Mumbai: Promoters of most listed Indian companies have managed to convert their entire shareholding into dematerialized form and beat the Securities and Exchange Board of India (Sebi) deadline.
Those that haven’t done so by 30 September will see shares of their companies transferred to the so-called trade-to-trade segment, where price movements are capped at 5% and all transactions are delivery-based.
At least half the companies whose shares constitute the 50-stock index Nifty of the National Stock Exchange (NSE), and 56 of the top 100 listed firms on BSE were non-compliant with Sebi’s new rules in end-June, but the scene has dramatically changed in the past week.
The promoters of most Indian firms have succeeded in converting 100% of their holdings in demat form.
For instance, the promoter of Bharat Heavy Electricals Ltd completed the conversion into demat form on Tuesday, said a company official.
Similarly, Mahindra and Mahindra Ltd, Bajaj Auto Ltd, Tata Steel Ltd, Hero MotoCorp Ltd, Sterlite Industries Ltd, Bharat Petroleum Corp. Ltd, Tata Power Co. Ltd, Grasim Industries Ltd, Kotak Mahindra Bank Ltd and Ashok Leyland Ltd have managed to convert their promoter holdings into electronic form recently.

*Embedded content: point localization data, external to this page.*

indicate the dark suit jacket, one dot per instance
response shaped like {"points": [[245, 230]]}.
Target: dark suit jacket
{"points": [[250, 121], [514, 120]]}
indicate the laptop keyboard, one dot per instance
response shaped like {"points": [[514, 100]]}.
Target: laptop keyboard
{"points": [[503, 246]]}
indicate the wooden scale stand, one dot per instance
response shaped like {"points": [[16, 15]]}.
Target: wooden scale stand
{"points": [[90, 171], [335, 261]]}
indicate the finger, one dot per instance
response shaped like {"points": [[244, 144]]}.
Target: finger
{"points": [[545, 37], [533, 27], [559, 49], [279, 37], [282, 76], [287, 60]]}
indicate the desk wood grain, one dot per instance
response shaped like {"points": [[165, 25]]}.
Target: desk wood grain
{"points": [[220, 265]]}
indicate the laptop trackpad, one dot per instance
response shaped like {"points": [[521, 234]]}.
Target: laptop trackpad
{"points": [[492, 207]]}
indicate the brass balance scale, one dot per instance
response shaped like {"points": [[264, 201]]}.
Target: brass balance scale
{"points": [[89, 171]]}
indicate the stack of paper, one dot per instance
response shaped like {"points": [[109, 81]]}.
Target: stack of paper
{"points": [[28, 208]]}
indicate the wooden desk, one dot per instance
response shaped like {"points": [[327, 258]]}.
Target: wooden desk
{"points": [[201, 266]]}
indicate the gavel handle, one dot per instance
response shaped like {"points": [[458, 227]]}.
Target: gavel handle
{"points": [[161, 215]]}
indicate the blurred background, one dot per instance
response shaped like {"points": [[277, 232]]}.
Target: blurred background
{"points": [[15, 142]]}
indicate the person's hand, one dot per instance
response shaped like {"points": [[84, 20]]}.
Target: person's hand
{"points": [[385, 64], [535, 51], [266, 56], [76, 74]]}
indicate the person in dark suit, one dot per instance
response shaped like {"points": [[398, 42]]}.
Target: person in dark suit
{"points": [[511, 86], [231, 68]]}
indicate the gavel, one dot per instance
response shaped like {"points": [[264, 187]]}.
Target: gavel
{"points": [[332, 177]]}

Hindustan Unilever Ltd and Jindal Steel and Power Ltd expect to complete the process in the next few days.
In an effort to ensure better price discovery and enhance transparency in the securities market, Sebi in September last year had said that only the stocks of those companies that have managed to convert 50% of their non-promoter shares into electronic form would be traded in the normal segment.
In June, the regulator directed all listed firms to convert their entire promoter group holdings into dematerialized form by 30 September.
Mint spoke to the 27 Nifty-listed firms that were non-compliant with this rule at the end of June.
In just a week’s time, almost all of them have converted their entire promoter holdings from physical to electronic form to stay compliant with Sebi rules.
According to BSE and NSE, of the 8,438 listed companies, promoters of 2,877 firms held shares in physical form in June and many of them were state-owned companies.
Most companies Mint spoke to said barring shares that are involved in litigation, all promoter shares are being converted into electronicformat by the end of this month.
The final status of promoter holdings of listed companies will be disclosed on the stock exchanges after 30 September.
Securities of non-compliant firms will be shifted from “T+2” segment to trade-for-trade segment.
Shares traded in the T+2 segment are settled within two working days following the day of trade, but when a company’s shares move to trade-to-trade segment, all transactions need to be delivery-based.
This means that irrespective of squaring up the transaction, intraday investors will compulsorily be required to give or take delivery.
This impacts volume and market capitalization of companies.
“Just because of a default by the promoters, who control the day-to-day management of a firm, shareholders are being punished,” said an official with a brokerage firm who declined to be named.
Such shares could be removed from the equity derivatives segment as well, and there could be restrictions on intraday trading.
Recently, the regulator said it could also reduce the trading bands of non-compliant listed firms from 5% to 2%.
Some firms are still finding it hard to comply with the new norms and they may get penalized for this.
“Some companies are yet to comply and we are receiving communication from them. We are getting reasons like banks are holding physical shares as collaterals, or the promoter is outside the country and it is taking time for opening the demat account for the foreign entity of the promoter and so on,” said a BSE official.